Previous studies have shown that post-transplant renal function in the first year predicts long-term kidney transplant survival. The one-year post-transplant eGFR, as the best measurement of renal function, was compared between the DGF and non-DGF groups via a Mann-Whitney U test. In 5 of the 6 definitions, a significant decrease in one-year eGFR was observed if DGF occurred, along with a decrease in the three-year eGFR. The only definition not associated with one-year eGFR was Giral DGF, which is based on renal function recovery time, and it was also the only definition not associated with three-year eGFR post-transplant.

The poor predictive value of Giral DGF, based on whether the period required for the kidney to reach creatinine clearance > 10 ml/min was greater than 1 week, illustrated that renal function recovery time was not a good indicator of defined DGF. This definition had obvious limitations. Many other types of abnormal status may exist or coexist with DGF in the same manner as Giral DGF, such as antibody-mediated rejection, drug-toxic graft dysfunction or primary nonfunction. Unlike Nick DGF, which is based on sCr changes during the first 3 days, Giral DGF is focused much more on the steady result.

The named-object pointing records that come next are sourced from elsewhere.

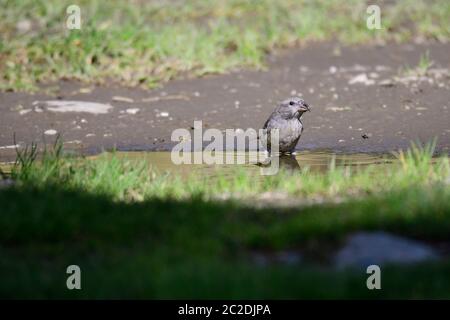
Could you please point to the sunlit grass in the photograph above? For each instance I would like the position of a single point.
(124, 179)
(146, 43)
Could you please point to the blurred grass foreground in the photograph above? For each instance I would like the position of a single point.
(137, 233)
(147, 42)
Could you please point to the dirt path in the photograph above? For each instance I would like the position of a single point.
(354, 92)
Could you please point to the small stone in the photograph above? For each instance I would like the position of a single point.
(24, 111)
(50, 132)
(361, 78)
(122, 99)
(386, 83)
(132, 110)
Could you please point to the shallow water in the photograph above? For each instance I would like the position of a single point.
(314, 160)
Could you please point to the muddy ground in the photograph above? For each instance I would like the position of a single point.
(363, 100)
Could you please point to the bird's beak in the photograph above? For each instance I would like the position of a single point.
(305, 107)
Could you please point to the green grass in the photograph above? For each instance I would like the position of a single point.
(148, 42)
(137, 233)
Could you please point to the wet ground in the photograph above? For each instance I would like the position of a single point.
(315, 161)
(364, 99)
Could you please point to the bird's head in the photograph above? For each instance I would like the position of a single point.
(293, 107)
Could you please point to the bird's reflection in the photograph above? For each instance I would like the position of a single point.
(285, 162)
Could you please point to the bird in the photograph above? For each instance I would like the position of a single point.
(287, 119)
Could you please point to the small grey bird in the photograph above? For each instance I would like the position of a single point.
(287, 119)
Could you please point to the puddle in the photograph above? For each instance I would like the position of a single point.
(315, 161)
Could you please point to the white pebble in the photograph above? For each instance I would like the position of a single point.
(50, 132)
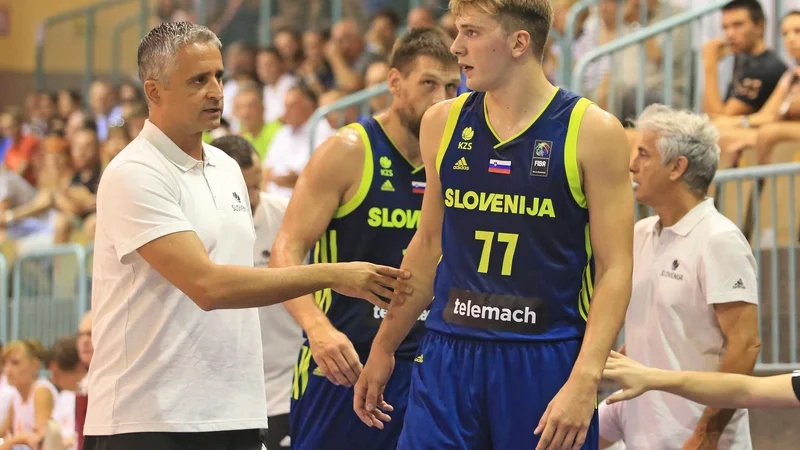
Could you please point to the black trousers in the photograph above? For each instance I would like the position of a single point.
(214, 440)
(277, 435)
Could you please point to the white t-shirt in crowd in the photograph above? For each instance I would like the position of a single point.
(24, 411)
(289, 151)
(64, 415)
(679, 275)
(281, 335)
(275, 95)
(162, 364)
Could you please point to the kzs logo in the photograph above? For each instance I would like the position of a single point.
(239, 206)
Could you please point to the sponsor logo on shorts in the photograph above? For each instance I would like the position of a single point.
(496, 312)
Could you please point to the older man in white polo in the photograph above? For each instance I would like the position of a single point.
(694, 299)
(178, 355)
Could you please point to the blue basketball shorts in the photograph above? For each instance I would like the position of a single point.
(483, 395)
(322, 416)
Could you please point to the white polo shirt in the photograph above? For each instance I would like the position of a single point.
(162, 364)
(281, 335)
(679, 275)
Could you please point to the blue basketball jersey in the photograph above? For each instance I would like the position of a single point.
(516, 258)
(375, 226)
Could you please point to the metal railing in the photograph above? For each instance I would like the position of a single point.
(50, 294)
(360, 98)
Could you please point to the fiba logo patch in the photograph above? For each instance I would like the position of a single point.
(386, 166)
(540, 160)
(466, 136)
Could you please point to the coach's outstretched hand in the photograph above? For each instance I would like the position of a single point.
(368, 401)
(566, 420)
(368, 281)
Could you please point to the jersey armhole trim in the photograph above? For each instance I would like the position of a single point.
(366, 175)
(449, 127)
(571, 152)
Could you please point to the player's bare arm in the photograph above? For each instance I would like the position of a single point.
(718, 390)
(330, 179)
(739, 324)
(421, 259)
(603, 157)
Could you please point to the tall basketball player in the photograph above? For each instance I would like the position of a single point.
(528, 297)
(359, 198)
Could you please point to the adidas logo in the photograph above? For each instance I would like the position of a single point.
(387, 186)
(461, 164)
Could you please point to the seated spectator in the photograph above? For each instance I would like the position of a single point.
(273, 74)
(249, 111)
(777, 121)
(289, 151)
(421, 17)
(54, 176)
(377, 73)
(756, 68)
(135, 115)
(315, 70)
(23, 148)
(103, 103)
(382, 32)
(77, 204)
(66, 371)
(85, 352)
(240, 65)
(118, 139)
(340, 118)
(289, 43)
(69, 102)
(348, 56)
(34, 399)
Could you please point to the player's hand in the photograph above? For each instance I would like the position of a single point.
(368, 401)
(701, 441)
(335, 355)
(368, 281)
(633, 376)
(566, 420)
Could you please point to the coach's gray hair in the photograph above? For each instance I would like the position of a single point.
(683, 133)
(157, 50)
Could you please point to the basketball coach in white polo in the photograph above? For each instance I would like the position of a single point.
(694, 298)
(178, 356)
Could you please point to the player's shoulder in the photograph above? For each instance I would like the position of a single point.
(439, 113)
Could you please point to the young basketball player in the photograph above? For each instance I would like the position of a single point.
(359, 198)
(528, 297)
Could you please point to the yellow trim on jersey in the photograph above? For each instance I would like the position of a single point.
(587, 287)
(366, 176)
(571, 152)
(326, 246)
(391, 141)
(449, 127)
(500, 141)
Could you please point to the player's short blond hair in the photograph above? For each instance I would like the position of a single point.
(533, 16)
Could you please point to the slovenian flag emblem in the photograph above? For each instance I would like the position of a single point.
(499, 166)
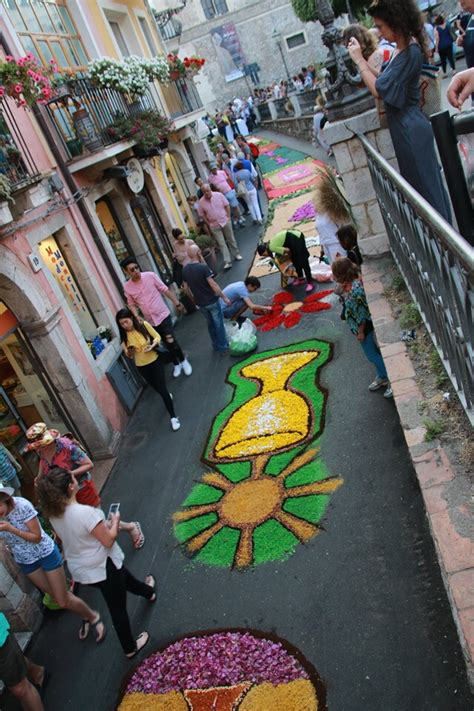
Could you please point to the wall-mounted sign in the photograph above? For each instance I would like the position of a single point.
(136, 176)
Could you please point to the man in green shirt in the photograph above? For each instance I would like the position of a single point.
(16, 670)
(291, 242)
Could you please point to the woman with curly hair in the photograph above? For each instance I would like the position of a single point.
(92, 553)
(400, 21)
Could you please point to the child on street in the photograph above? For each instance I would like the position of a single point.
(356, 313)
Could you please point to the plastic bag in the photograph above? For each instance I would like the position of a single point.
(245, 339)
(320, 271)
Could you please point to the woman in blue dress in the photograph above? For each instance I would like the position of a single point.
(400, 22)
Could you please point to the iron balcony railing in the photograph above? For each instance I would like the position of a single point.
(99, 108)
(438, 267)
(16, 160)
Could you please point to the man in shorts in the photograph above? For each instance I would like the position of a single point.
(17, 672)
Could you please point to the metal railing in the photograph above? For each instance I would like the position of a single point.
(16, 161)
(101, 105)
(438, 267)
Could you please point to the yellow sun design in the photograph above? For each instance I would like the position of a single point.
(252, 501)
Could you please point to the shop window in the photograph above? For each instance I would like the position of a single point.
(295, 41)
(213, 8)
(111, 226)
(56, 263)
(46, 29)
(153, 231)
(145, 28)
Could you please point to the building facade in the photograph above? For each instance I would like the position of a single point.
(82, 203)
(246, 43)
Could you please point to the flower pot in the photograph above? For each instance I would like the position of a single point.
(85, 130)
(5, 214)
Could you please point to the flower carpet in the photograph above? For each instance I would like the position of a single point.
(229, 670)
(268, 487)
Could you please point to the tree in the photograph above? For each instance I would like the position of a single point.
(306, 11)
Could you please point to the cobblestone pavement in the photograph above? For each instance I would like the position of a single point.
(363, 601)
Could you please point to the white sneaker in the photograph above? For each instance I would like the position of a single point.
(186, 366)
(175, 423)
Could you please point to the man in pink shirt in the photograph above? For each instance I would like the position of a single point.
(215, 211)
(219, 180)
(144, 291)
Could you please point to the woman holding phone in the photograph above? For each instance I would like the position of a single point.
(398, 85)
(92, 554)
(139, 342)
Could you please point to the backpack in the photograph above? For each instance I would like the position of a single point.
(254, 150)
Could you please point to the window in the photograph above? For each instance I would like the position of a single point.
(119, 38)
(55, 261)
(295, 40)
(213, 8)
(145, 28)
(46, 29)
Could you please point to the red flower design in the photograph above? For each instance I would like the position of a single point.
(287, 311)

In summary, DGF based on the requirement for hemodialysis within the first week had the best predictive value for three-year GL, and DGF based on sCr variation during the first 3 days post-transplant had the best predictive value for three-year death-censored GL. A combination of the 48-h sCr reduction ratio and classical DGF can improve the AUC for GL and the predictive accuracy for death-censored GL.

Conclusion

DGF was an independent risk factor for bad transplant outcome. A combination of the need for hemodialysis within the first week and the 48-h serum creatinine reduction rate has a better predictive value for patient and graft poor outcomes.